The risks and uncertainties referred to above include - but are not limited to - risks associated with: adjustments to our preliminary estimates for the financial results of the first quarter; issues encountered in the completion of the quarterly review; and general economic conditions.

Further information on these and other factors that could affect the company’s financial results is included in filings it makes with the Securities and Exchange Commission from time to time, including the section entitled “Risk Factors” in the company’s most recent Form 10-K, as amended, filed with the SEC. These documents are available on the SEC Filings section of the Investor Information section of the company’s website at http://investor.synacor.com/. All information provided in this release and in the attachments is available as of April 10, 2015, and Synacor undertakes no duty to update this information.

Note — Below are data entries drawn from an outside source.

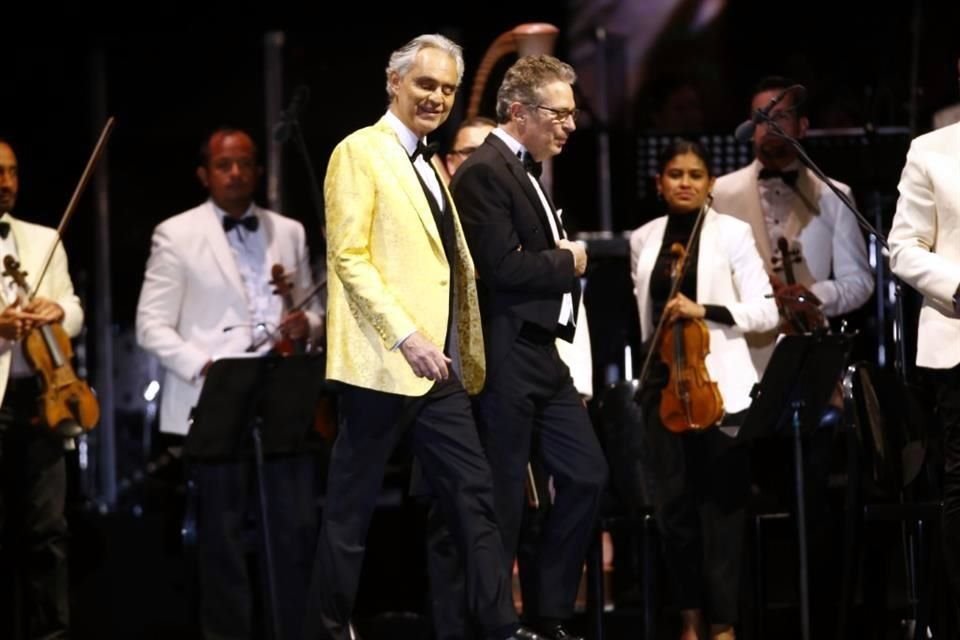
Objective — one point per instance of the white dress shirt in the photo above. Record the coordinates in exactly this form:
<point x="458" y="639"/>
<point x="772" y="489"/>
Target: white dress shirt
<point x="566" y="305"/>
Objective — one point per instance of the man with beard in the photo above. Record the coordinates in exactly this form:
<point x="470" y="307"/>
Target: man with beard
<point x="33" y="476"/>
<point x="787" y="205"/>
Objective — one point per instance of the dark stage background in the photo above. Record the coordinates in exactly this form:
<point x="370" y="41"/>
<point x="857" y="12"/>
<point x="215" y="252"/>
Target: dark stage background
<point x="170" y="75"/>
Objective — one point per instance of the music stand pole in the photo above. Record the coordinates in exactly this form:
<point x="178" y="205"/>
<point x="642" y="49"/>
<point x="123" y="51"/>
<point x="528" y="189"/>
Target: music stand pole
<point x="901" y="353"/>
<point x="266" y="542"/>
<point x="795" y="388"/>
<point x="801" y="523"/>
<point x="240" y="396"/>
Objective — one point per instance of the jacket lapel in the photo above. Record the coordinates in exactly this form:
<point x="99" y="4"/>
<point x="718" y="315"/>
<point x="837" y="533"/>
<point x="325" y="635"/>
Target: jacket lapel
<point x="399" y="163"/>
<point x="30" y="254"/>
<point x="515" y="167"/>
<point x="753" y="213"/>
<point x="212" y="230"/>
<point x="274" y="252"/>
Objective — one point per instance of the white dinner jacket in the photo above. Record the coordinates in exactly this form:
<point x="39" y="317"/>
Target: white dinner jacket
<point x="192" y="291"/>
<point x="925" y="241"/>
<point x="834" y="255"/>
<point x="730" y="273"/>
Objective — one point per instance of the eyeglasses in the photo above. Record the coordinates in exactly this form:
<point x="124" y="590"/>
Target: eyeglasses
<point x="463" y="151"/>
<point x="559" y="115"/>
<point x="784" y="115"/>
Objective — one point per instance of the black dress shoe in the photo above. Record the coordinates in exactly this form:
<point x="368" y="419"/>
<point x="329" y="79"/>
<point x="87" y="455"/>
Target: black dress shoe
<point x="525" y="634"/>
<point x="556" y="632"/>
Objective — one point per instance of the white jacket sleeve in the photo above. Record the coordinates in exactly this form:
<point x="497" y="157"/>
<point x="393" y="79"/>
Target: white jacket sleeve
<point x="913" y="238"/>
<point x="158" y="310"/>
<point x="853" y="280"/>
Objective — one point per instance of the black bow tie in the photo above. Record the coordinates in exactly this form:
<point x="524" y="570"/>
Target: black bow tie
<point x="425" y="150"/>
<point x="250" y="222"/>
<point x="533" y="167"/>
<point x="789" y="177"/>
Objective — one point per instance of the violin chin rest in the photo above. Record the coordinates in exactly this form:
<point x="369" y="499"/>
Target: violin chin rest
<point x="69" y="428"/>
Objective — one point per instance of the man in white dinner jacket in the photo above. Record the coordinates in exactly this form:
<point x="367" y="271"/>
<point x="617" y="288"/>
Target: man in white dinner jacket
<point x="207" y="293"/>
<point x="925" y="253"/>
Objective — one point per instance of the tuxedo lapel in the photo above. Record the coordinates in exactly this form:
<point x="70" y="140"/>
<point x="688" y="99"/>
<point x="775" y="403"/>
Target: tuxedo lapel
<point x="274" y="251"/>
<point x="515" y="168"/>
<point x="30" y="254"/>
<point x="753" y="213"/>
<point x="212" y="230"/>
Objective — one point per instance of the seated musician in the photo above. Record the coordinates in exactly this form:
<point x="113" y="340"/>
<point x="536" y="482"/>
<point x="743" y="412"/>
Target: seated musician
<point x="786" y="204"/>
<point x="207" y="293"/>
<point x="701" y="473"/>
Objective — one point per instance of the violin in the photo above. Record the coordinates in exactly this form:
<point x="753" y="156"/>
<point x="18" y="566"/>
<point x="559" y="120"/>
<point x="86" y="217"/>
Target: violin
<point x="325" y="414"/>
<point x="67" y="404"/>
<point x="800" y="308"/>
<point x="690" y="400"/>
<point x="283" y="287"/>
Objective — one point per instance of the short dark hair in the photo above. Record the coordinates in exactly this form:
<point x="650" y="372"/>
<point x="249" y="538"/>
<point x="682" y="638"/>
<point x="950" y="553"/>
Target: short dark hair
<point x="779" y="83"/>
<point x="203" y="158"/>
<point x="681" y="146"/>
<point x="477" y="121"/>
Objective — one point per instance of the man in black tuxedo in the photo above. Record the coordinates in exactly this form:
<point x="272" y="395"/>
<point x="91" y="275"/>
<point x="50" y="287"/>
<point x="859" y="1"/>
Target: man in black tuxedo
<point x="529" y="292"/>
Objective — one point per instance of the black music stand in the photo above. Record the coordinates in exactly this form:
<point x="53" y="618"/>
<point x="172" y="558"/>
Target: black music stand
<point x="789" y="400"/>
<point x="251" y="407"/>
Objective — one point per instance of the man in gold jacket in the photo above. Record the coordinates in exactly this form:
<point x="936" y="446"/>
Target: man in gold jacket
<point x="404" y="339"/>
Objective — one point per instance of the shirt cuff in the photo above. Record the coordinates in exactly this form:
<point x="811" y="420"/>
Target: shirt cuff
<point x="719" y="314"/>
<point x="402" y="340"/>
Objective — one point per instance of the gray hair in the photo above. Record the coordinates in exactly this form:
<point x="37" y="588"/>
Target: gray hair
<point x="526" y="77"/>
<point x="403" y="58"/>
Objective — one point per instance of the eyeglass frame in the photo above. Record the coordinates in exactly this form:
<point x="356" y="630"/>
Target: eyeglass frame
<point x="557" y="113"/>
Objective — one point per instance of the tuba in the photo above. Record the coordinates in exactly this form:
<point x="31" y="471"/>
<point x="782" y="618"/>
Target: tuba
<point x="525" y="40"/>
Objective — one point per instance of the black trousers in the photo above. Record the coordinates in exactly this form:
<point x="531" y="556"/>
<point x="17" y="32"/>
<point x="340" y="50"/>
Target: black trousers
<point x="447" y="446"/>
<point x="225" y="501"/>
<point x="702" y="481"/>
<point x="32" y="521"/>
<point x="531" y="397"/>
<point x="947" y="386"/>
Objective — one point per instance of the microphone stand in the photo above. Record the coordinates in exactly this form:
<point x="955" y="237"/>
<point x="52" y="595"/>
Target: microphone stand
<point x="900" y="360"/>
<point x="289" y="126"/>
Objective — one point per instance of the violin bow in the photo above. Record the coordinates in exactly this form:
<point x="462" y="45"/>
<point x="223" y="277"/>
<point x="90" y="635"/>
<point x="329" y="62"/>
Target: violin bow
<point x="71" y="207"/>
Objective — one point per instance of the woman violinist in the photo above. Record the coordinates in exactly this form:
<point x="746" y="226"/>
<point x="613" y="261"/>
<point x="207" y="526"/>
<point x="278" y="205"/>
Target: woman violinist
<point x="701" y="475"/>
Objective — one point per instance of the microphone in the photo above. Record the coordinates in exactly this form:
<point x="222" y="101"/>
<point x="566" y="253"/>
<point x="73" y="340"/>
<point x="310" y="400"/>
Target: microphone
<point x="744" y="132"/>
<point x="270" y="331"/>
<point x="290" y="117"/>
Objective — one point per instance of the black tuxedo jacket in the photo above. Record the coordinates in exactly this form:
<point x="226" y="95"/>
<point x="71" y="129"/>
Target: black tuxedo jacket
<point x="522" y="274"/>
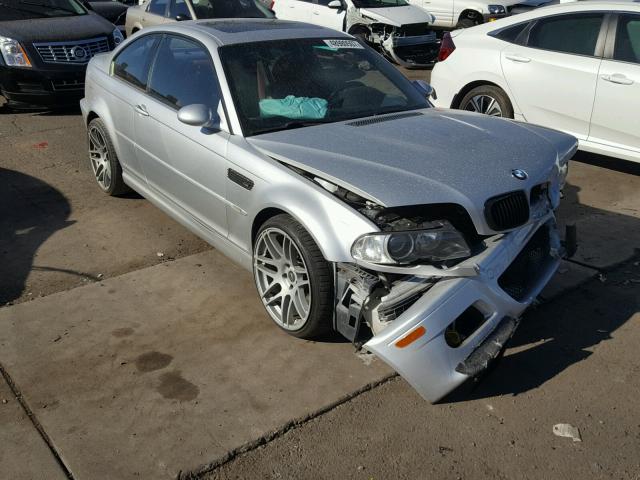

Important Additional Information

Synacor, Inc. (the “Company”) has provided to its stockholders a definitive proxy statement, filed with the Securities and Exchange Commission (“SEC”) on March 27, 2015, and an accompanying proxy card in connection with the Company’s 2015 annual meeting of stockholders (the “2015 Annual Meeting”). The Company, its directors and certain of its executive officers may be deemed to be participants in the solicitation of proxies from stockholders in connection with the 2015 Annual Meeting. Information concerning the interests of these directors and executive officers in connection with the matters to be voted on at the 2015 Annual Meeting is included in the definitive proxy statement filed by the Company with the SEC in connection with such meeting. In addition, information concerning the Company’s directors and executive officers is available in the Company’s Annual Report on Form 10-K for the fiscal year ended December 31, 2014, filed with the SEC on March 12, 2015. To the extent holdings of the Company’s securities have changed since the amounts contained in the definitive proxy statement filed with the SEC in connection with the 2015 Annual Meeting, such changes have been reflected on Initial Statements of Beneficial Ownership of Securities on Form 3 and Statements of Changes in Beneficial Ownership of Securities on Form 4 filed with the SEC. Such documents are, or will be, available free of charge at the SEC website at http://www.sec.gov. STOCKHOLDERS ARE URGED TO READ CAREFULLY THE DEFINITIVE PROXY STATEMENT FILED BY THE COMPANY AND ANY OTHER RELEVANT DOCUMENTS FILED WHEN THEY BECOME AVAILABLE BECAUSE THEY WILL CONTAIN IMPORTANT INFORMATION, INCLUDING INFORMATION WITH RESPECT TO THE PARTICIPANTS.